The First Thanksgiving

Historians will tell you that the first Thanksgiving was celebrated in 1621. Of course for me and my new world, today is my first Thanksgiving in more ways than I care to talk about. People told me that the holidays would be especially hard when trying to recover from the loss of a loved one. This holiday I am actually recovering from the loss of two loved ones. This is the first Thanksgiving in my life that my mother has not been a part of. And of course, we all know about Coleen and I spending the last 33 Thanksgivings together.

My Thanksgiving memories of my mother are almost all from my childhood days. She made a very big deal of Thanksgiving. We were kind of a vagabond family and never lived near any relatives. My dad had a job where he seemed to get transferred a lot and we lived in several different places in New York, Pennsylvania and Ohio. My grandparents, aunt, uncles and cousins all lived in southern Ohio and just far enough away that many of our holidays were spent without any extended family. Since meeting Coleen, I have become part of a rather large family and I appreciate the warmth of that, especially during holidays. As a child, I didn’t have that experience. I think that’s why my mom made a big deal of things, she was making up for something else. Plus she was part kid herself and genuinely enjoyed these days.

When I was an adult, my mother lived a substantial distance from us and we didn’t see her on Thanksgiving. She was in Arizona for a while but settled in Bradenton, Florida for the past 20 years or so. She also had a lot of health issues making travel difficult. Still, I would always call her every Thanksgiving morning and we would talk about how many pounds of mashed potatoes I was making for dinner and reminisced about Thanksgivings past. She always liked talking about the old days when my brothers and I were kids. I know those were the best days of her life and they were special to us, too.

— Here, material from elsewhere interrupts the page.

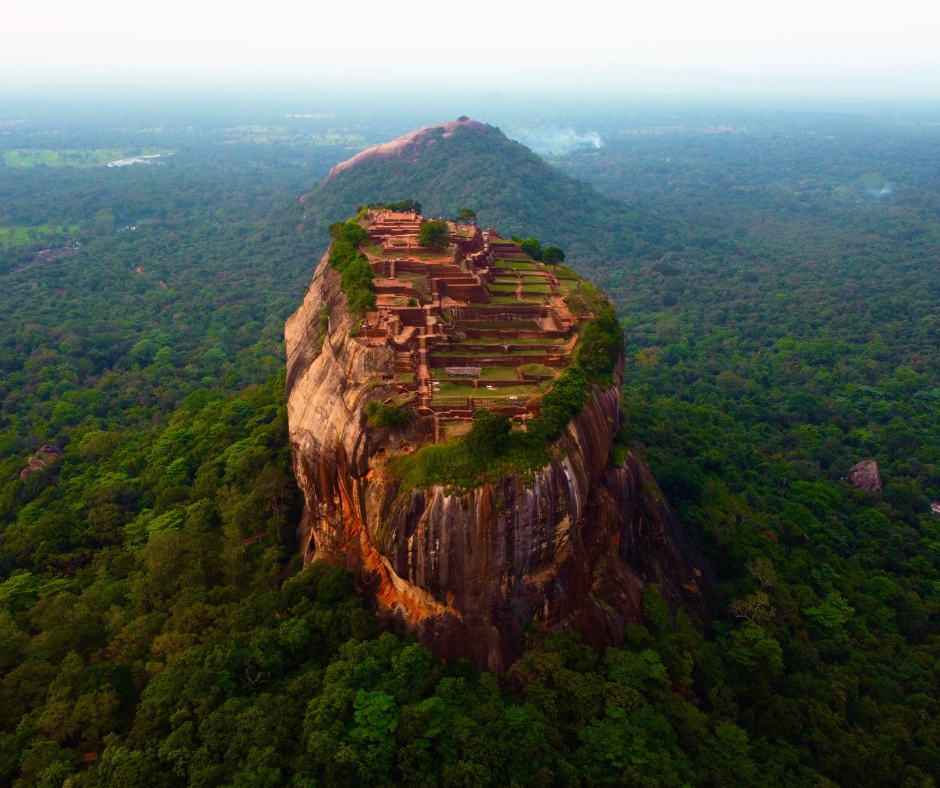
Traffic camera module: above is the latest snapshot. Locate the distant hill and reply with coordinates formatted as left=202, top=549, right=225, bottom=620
left=302, top=119, right=655, bottom=277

Last Thanksgiving, my mom had moved to Buffalo from Florida so she could finally be with family on days like these. It was the first Thanksgiving I spent with her in probably 25 years. She came with us to Karen’s house for Thanksgiving dinner and was a little cranky. Truth was, it never took much to get my mom upset. She let too many little things bother her. Anyway, we all got through the day and she got to see some of her family and her great-granddaughters on Thanksgiving day. I know she was thankful for that. That turned out to be not only the first Thanksgiving I spent with my mom in 25 years but also the last one I will ever spend with her. My mom died from a stroke this past summer, just three months before Coleen.

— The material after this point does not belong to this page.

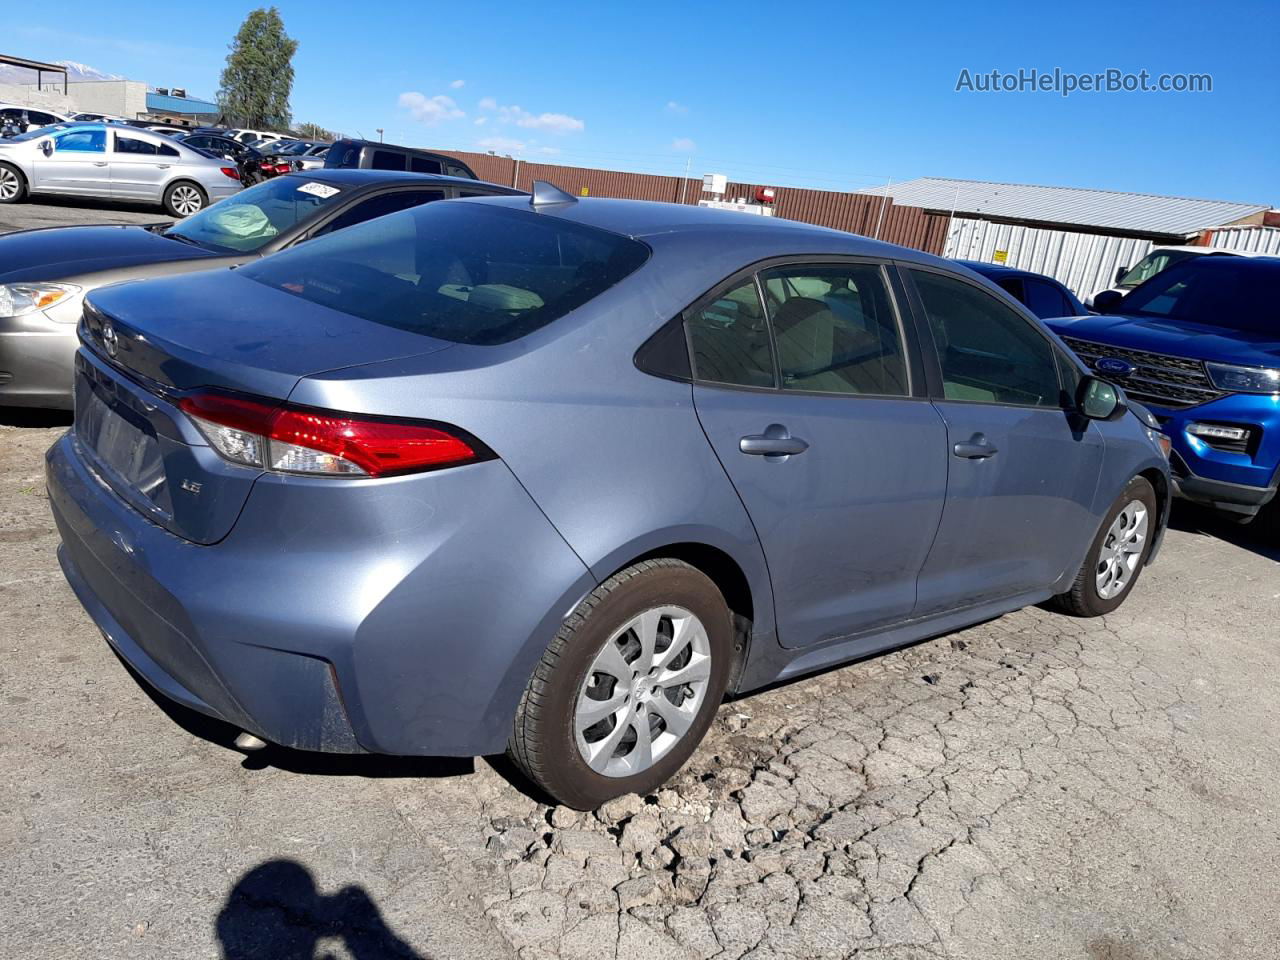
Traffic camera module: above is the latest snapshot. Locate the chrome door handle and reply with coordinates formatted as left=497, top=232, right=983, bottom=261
left=92, top=161, right=108, bottom=167
left=953, top=434, right=998, bottom=459
left=156, top=164, right=171, bottom=169
left=740, top=424, right=809, bottom=458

I can’t recount all the Thanksgivings with Coleen. In some ways they were very normal yet every one was something special. That’s how Coleen was with things. Just when you thought it was just another day, you suddenly realized that you were in the middle of something extraordinary. Coleen seemed to have a way of autographing days like this. There was a general sense of mild chaos as we tried to hurry to collect things to take to her sister’s house where the dinner usually was. Even though the meal was served at Karen’s, Coleen was always the one in control. She used her gentle persuasions to influence most facets of the dinner. And nobody seemed to mind. That’s going to be different today. There is going to be a big void today, an elephant not in the room. Hard to handle.

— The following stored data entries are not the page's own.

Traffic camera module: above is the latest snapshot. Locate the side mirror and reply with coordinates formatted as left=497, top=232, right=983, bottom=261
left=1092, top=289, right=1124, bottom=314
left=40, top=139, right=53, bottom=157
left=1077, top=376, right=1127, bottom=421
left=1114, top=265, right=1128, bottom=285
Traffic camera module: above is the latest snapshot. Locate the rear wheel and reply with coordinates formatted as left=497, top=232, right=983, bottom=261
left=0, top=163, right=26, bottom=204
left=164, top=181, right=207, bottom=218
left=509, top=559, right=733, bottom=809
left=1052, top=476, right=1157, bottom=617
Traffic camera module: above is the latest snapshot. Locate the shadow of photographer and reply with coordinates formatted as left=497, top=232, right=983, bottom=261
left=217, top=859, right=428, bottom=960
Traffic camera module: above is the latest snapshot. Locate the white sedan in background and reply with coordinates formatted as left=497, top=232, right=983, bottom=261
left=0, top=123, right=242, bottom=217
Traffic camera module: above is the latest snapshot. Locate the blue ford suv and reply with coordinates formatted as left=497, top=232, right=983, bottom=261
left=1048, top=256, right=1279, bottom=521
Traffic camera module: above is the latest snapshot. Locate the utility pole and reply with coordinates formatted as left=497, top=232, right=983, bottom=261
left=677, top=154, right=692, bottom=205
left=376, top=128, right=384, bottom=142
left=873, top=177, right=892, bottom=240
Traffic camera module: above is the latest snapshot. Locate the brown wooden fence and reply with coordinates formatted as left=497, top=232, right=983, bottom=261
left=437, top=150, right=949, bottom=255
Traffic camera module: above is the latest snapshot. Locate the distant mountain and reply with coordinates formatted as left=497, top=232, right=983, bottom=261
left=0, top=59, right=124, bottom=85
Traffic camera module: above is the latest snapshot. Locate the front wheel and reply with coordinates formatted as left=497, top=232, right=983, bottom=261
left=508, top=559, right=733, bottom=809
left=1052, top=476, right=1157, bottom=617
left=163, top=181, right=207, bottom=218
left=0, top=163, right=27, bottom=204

Thanksgiving of 1987 was memorable. It was the last Thanksgiving for my father and Coleen played quite a part in that. My dad lived in Georgia and although we rarely saw each other, we stayed in touch with frequent phone calls. One Sunday he called me and told me his health was bad, congestive heart failure, and he was waiting for a heart transplant. I told Coleen about it and she said we should take the kids and spend Thanksgiving with my dad and his family. I would have never thought of that. We flew to Atlanta, rented a car and spent my dad’s last Thanksgiving with him. When we left his house early Sunday morning, he was standing in the driveway in sweatpants and a button-down golf sweater, waving to us. I knew that would be the last time I would see him alive. I would not have seen him at all if not for Coleen.

I have to leave now. I have to take my 12 pounds of mashed potatoes and two bottles of wine to my sister-in-law’s house and celebrate my first Thanksgiving without my mom and without my wife. I’m going to be there with Lindsay, Mike and the girls and with Coleen’s family and they will all be experiencing a different holiday, too. I better hurry, though. They might need me as much as I need them.